Bubble diagrams and the basic basics of spatial storytelling
Have you ever been through a visitor experience where a lot of effort has been put into the details… but the basic structure somehow feels wrong?
You can tell, because as you leave you will usually find yourself thinking something like “I wasn’t sure why we ended up at X” or “I was confused about why they were telling us Y at that point”.
With a very few honourable exceptions, like the excellent “Puzzling World” in Wanaka, most visitor experiences aren’t about confusing visitors. They may aim to challenge or even disturb them, but straight out confusion is a sign that something is wrong.
And yet, it happens quite a lot. Even experiences which have clearly had a lot of love, attention and money lavished on them can sometimes miss a crucial step in the storytelling process. When this happens it’s a terrible shame, because there is no coming back from it. If the story is misshapen and confusing, the experience will never be fully satisfying, no matter how clever the execution.
So how do you avoid falling into this trap? For us, it’s about focusing on a few basic questions at the start of the process.
The most basic of all is: what is the story?
This might seem like a childishly obvious question. But it’s often not really asked, or only incompletely answered.
The next basic question is: who is the visitor? And the follow-up questions to that are: what does the visitor know about the story? And: what do they need to know to make the visitor experience satisfying? Again, absolutely not rocket science. But again, surprisingly often these questions are not really thought through before planning begins.
The next question is a little trickier and can only really be answered once you have immersed yourself in the details: what are the major divisions of the story? ‒ which is another way of starting to ask how you are going to tell the story.
It’s at this point that one of the most laughably simple tools in our business comes into play - the bubble diagram.

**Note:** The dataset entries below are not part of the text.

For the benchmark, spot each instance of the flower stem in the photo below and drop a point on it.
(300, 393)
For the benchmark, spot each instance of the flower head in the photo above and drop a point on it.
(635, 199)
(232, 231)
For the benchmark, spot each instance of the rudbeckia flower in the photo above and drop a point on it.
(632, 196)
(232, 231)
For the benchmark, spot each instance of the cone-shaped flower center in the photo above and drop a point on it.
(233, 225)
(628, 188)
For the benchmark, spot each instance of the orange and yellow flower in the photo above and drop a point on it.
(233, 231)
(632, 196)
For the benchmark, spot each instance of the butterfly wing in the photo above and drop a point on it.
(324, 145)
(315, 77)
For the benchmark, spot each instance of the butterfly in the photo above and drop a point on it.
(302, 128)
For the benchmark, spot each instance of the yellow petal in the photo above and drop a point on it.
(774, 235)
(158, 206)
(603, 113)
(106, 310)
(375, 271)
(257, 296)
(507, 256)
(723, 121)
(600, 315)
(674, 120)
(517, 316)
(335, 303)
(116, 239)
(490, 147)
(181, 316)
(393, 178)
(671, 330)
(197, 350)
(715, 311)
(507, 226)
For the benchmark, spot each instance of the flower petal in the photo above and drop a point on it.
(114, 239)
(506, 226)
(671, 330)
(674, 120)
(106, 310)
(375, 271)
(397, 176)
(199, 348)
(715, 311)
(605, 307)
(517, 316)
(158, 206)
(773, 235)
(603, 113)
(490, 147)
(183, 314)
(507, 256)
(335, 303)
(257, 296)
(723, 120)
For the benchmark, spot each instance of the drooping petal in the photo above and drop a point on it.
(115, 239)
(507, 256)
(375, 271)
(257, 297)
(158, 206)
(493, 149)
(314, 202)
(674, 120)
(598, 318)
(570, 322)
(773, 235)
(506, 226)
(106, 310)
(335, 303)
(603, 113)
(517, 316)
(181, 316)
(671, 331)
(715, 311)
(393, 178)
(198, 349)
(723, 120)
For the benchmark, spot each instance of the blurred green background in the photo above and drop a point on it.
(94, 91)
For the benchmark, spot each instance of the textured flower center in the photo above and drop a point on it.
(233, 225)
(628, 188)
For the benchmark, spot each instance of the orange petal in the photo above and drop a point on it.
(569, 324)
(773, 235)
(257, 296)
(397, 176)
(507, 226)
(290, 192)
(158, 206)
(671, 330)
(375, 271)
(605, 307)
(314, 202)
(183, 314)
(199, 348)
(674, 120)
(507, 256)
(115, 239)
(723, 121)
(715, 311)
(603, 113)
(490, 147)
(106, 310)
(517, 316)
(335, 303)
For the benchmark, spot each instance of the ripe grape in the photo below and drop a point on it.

The whole point of bubble diagrams is that they are very simple and conceptual, so they are great way of starting discussion about basic spatial storytelling - including, inevitably, ideas around circulation which start to shade into real design questions about how the story is actually going to play out in space.
Go through any successful visitor experience and, if you think about it afterwards, you can probably piece together the bubble diagram that sits underneath it, making sense of the whole thing.